Do we forget who funds many of these fights and child soldiers in Somalia?

The pentagon does.

http://www.lewrockwell.com/maloney/maloney22.1.html

Jon said...

Who's at fault for Somalia becoming shambles?

http://mises.org/daily/2066

The CIA.

From at least 1991 to 2006 the country was doing good being left alone, not perfect but good.

From the CIA Fact book:

"Despite the seeming anarchy, Somalia's service sector has managed to survive and grow. Telecommunication firms provide wireless services in most major cities and offer the lowest international call rates on the continent. In the absence of a formal banking sector, money exchange services have sprouted throughout the country, handling between $500 million and $1 billion in remittances annually. Mogadishu's main market offers a variety of goods from food to the newest electronic gadgets. Hotels continue to operate, and militias provide security."

Jon said...

Steven,

Where has it worked?

Read the following:
"An American Experiment in Anarcho-Capitalism: The - Not So Wild, Wild West"
http://mises.org/journals/jls/3_1/3_1_2.pdf

See also "Conceived in Liberty" by Murray Rothbard and his analysis of the Quakers when there was no state.

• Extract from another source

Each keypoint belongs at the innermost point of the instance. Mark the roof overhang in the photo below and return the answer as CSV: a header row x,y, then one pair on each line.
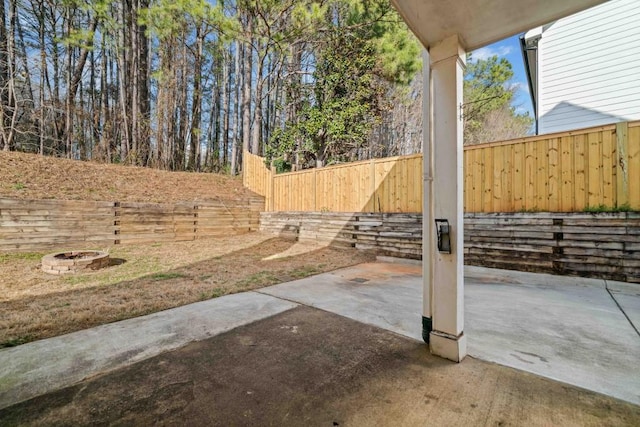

We must also remember that anarcho-capatilism isn't no government, it does have governance by the people through peaceful means. It just doesn't have statism.

flounder said...

And there is your proof. Straw men.

Jon said...

I just had a thought. You guys probably think I'm a hard core voluntarist. I believe in it in theory but know if it would actually work or how it would work. Although it is the only pure principled form of governance that could exist without any coercion I would except a compromise, i.e., minarchy, what our country was founded on but we are now far from it. We currently live under authoritarianism. Yes, that's right authoritarianism, the president can kill his fiefs at will. Ask Obama himself. So much for being the president that would bring civil rights back to the people.